Que no descansen en paz los trabajos de Guillermo Tovar de Teresa, que hoy lucen tristones (y más caros) en el librero. Que continúen respirando como los de Sigüenza y Góngora, el padre Clavijero o Fernando Benítez. Que se apunten en sus páginas –autógrafo metafísico– las últimas palabras que redactó en su muro de Facebook: “Procuro cultivar mi espiritualidad (…) de manera ecléctica, pero procurando situarme en el silencio en la mayoría de las veces”.
A partir del domingo, me parece reconocer ese silencio en el ejemplar rústico de Noticias históricas de la delegación Miguel Hidalgo (1976) que hay sobre mi mesita de noche. Se trata, lo siento así, del mismo silencio que, de sonar, semejaría a las canciones de ragtime que últimamente compartía Guillermo en su red social favorita. (Los que lo conciben entre puras antiguallas, lejos de los siglos XX y XXI, serán los que siguen refiriéndose a él como “cronista de la ciudad”, título que se sacudió en 1986: “Conservar la figura [del cronista de la ciudad] es un anacronismo, o bien un cargo político, y a mí no me interesa la política”, me dijo en una entrevista reciente.)
El silencio también ha tomado su casa en la calle de Valladolid: repasa los retratos de los antepasados, acaricia las flores blancas en los jarrones, contempla como un gato el “páramo de espejos” (como llamó Gorostiza a la inteligencia) que es la biblioteca de dos pisos. En junio estuve ahí. No sé por qué se me ocurrió preguntarle cuál sería el destino de tantos libros después de morir. ¿Los donaría?, ¿alguien los remataría? “No lo sé, no me importa, supongo que terminarán en casa de los lectores, que es donde deben estar.”
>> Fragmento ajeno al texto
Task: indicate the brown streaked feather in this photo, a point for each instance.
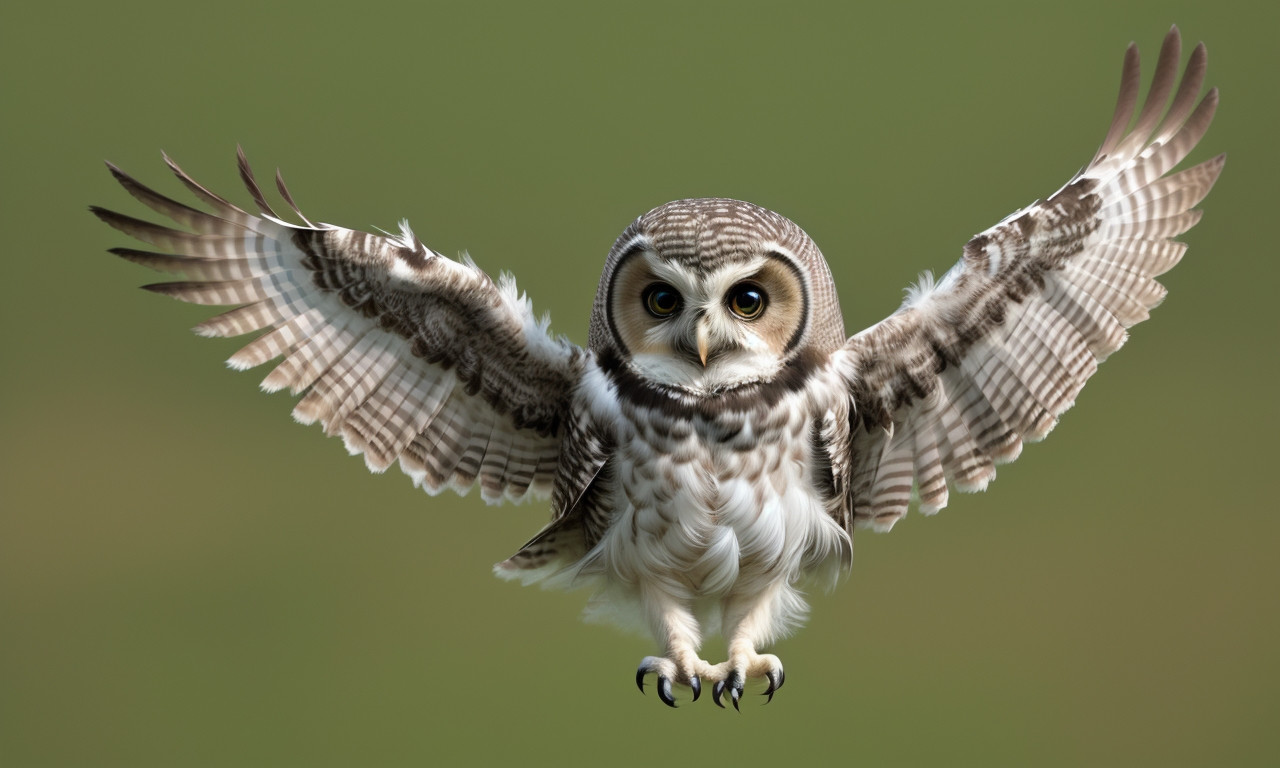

La última vez que platiqué con Guillermo fue con el padre Julián Pablo. Coincidimos en la casa de Buñuel en la Cerrada de Félix Cuevas hará unos 20 días. Se habló de la estatua ecuestre de Carlos IV, de anécdotas del cineasta aragonés, de no me acuerdo qué más. Por eso cuando me enteré de su deceso, sólo pensé en tocar a la puerta del fraile dominico, vecino del Centro. Recordamos a su amigo y a mi maestro. En la tele vimos cómo ‘el Juli’ mataba un toro. Sentí tristeza por el animal. Pero al salir a la calle me encontré mejor.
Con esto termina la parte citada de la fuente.